You really did. But whatever.
Eventually is doing some heavy lifting. The costs of these data centers and the power plants to run them has to come from somewhere.
I don’t know if or when the chickens come home to roost, but it could go badly for the US and China to find out their spent trillions to make a million versions of AI shrimp Jesus.
I want to believe that the silver lining is that HOPEFULLY MAYBE (Now these words are doing the heavy lifting. For sure)this will mean that when the ai craze goes away they will have spent so much on infrastructure that we will great cheap energy, cloud computing, and GPUs.

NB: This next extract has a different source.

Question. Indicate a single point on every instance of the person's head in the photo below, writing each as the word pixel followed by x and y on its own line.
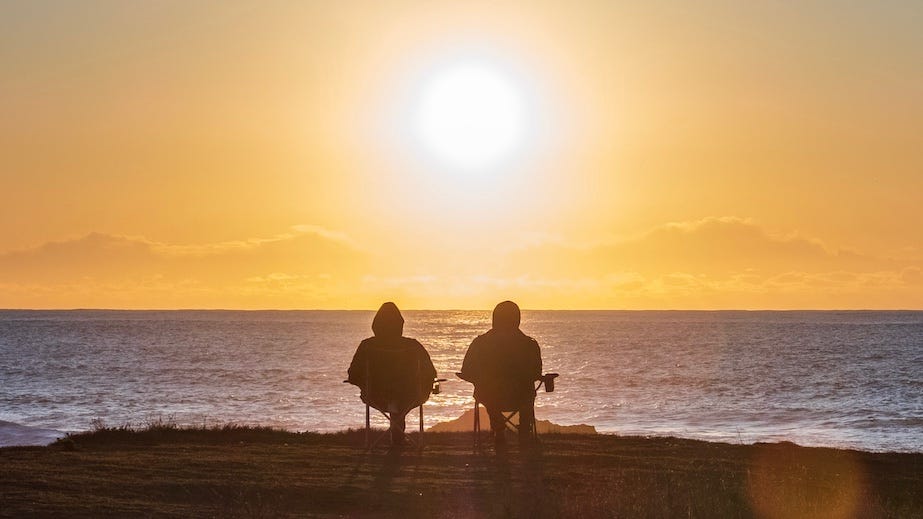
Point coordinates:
pixel 506 316
pixel 388 322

That’s possible, very optimistic, but hey, good luck to us.
deleted by creator
The crisis is that companies will have to pay fair prices for human labor again, which will lead to less profits for the precious shareholders
Not just precious shareholders, it’s a massive bubble that will impact the economy and peoples retirement when it bursts. They keep dumping more money into AI even though there are no returns.
So at this point we’re gonna have to go back to reading books…

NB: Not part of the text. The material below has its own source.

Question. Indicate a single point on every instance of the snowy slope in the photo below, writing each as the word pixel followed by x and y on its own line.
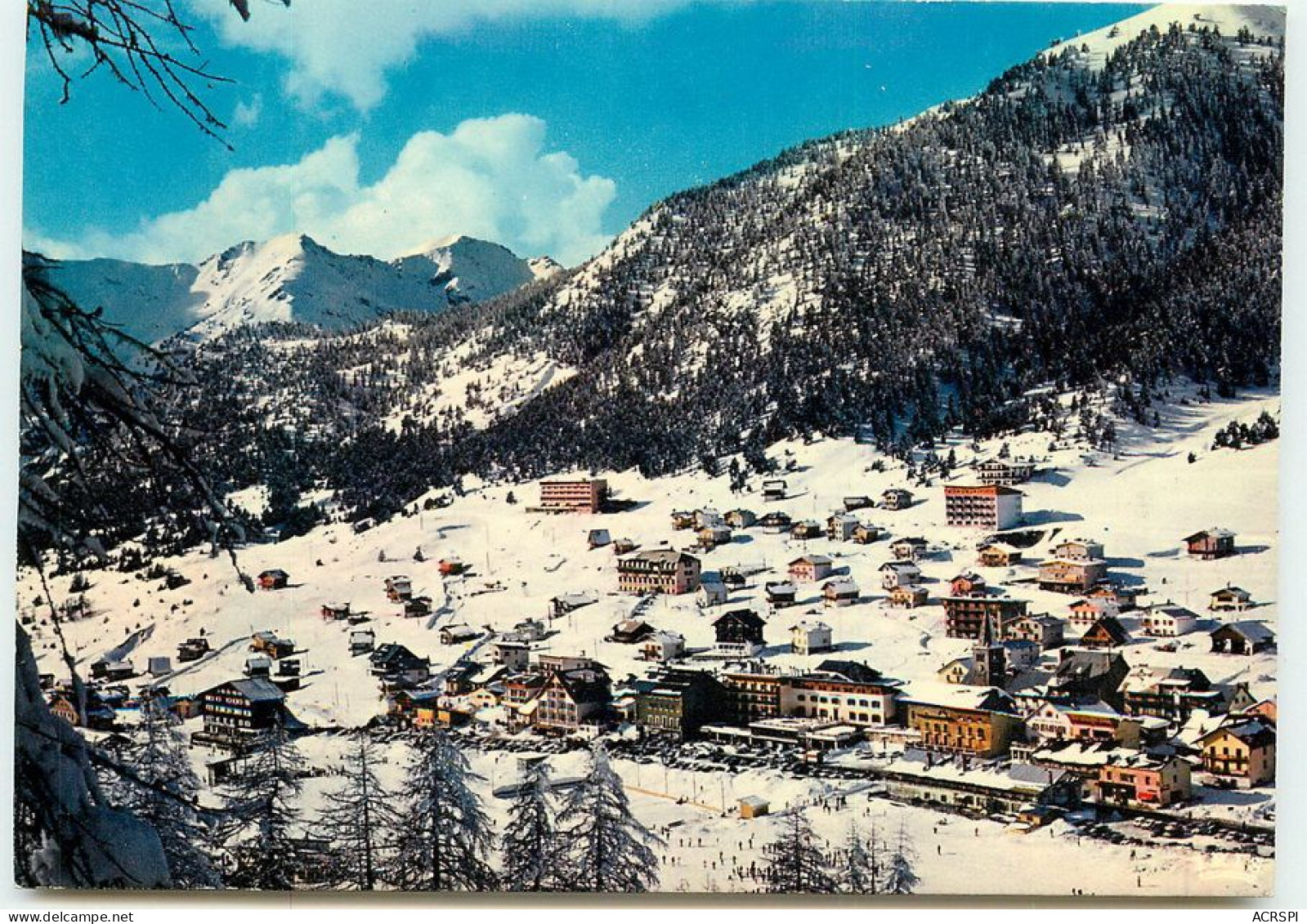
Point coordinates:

Books made before 2019. Amazon is absolutely filled with AI generated books nowadays.
In fact, this whole “consume media only from 2010 and earlier” idea is getting more appealing by the day. I’d rather watch an anime from the 80’s where each frame was drawn by a human hand and somebody spent a week encoding it to extract all the details from the original analogue source, and the subtitles were made by a person who considered each nuance carefully as if their life depended on it, rather than watch a 2025 sequel to a prequel to a reboot of an existing IP where half the assets are AI, the subtitles are AI, the script is AI, and it’s just the most generic mass appealing thing ever made.

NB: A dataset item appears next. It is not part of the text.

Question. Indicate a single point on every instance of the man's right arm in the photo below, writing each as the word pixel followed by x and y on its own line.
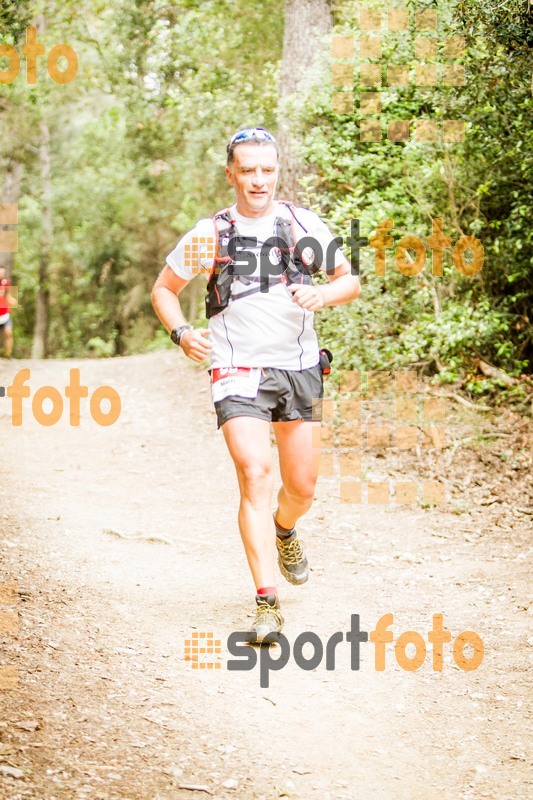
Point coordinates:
pixel 165 300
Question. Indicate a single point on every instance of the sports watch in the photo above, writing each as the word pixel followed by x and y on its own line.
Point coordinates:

It’s pretty sad, creepy and hopeless, but this is exactly how I have been feeling lately with YouTube videos. If it’s made post GPT, I am not inclined to watch it unless it’s a channel I know has a stated anti-AI position, because at least then I know I’m getting human input. They are building up Plato’s cave around us stone by stone, we can’t even move out of the way, we are getting imprisoned, and the few of us who see it happening and shout are being drowned out by the noise of the billions around us who happily hum along.
The system itself needs to come down, with violence, or we won’t make it, none of us, and honestly even if it does, I am not sure we are going to survive. I feel like I’m playing the fiddle on the Titanic.
Since a lot of channels have started stating they use no AI, I have unsubscribed from quite a few that don’t explicitly say so.
The 80s and 90s have some of my favorite anime, movies, and tv shows anyway. I can’t really think of any recent masterpeices aside from Interstellar and The Martian.
If you are a USian then you probably have access to a public library.
If you go to the website of said library, usually a city.gov or countystate.gov, you can create an account.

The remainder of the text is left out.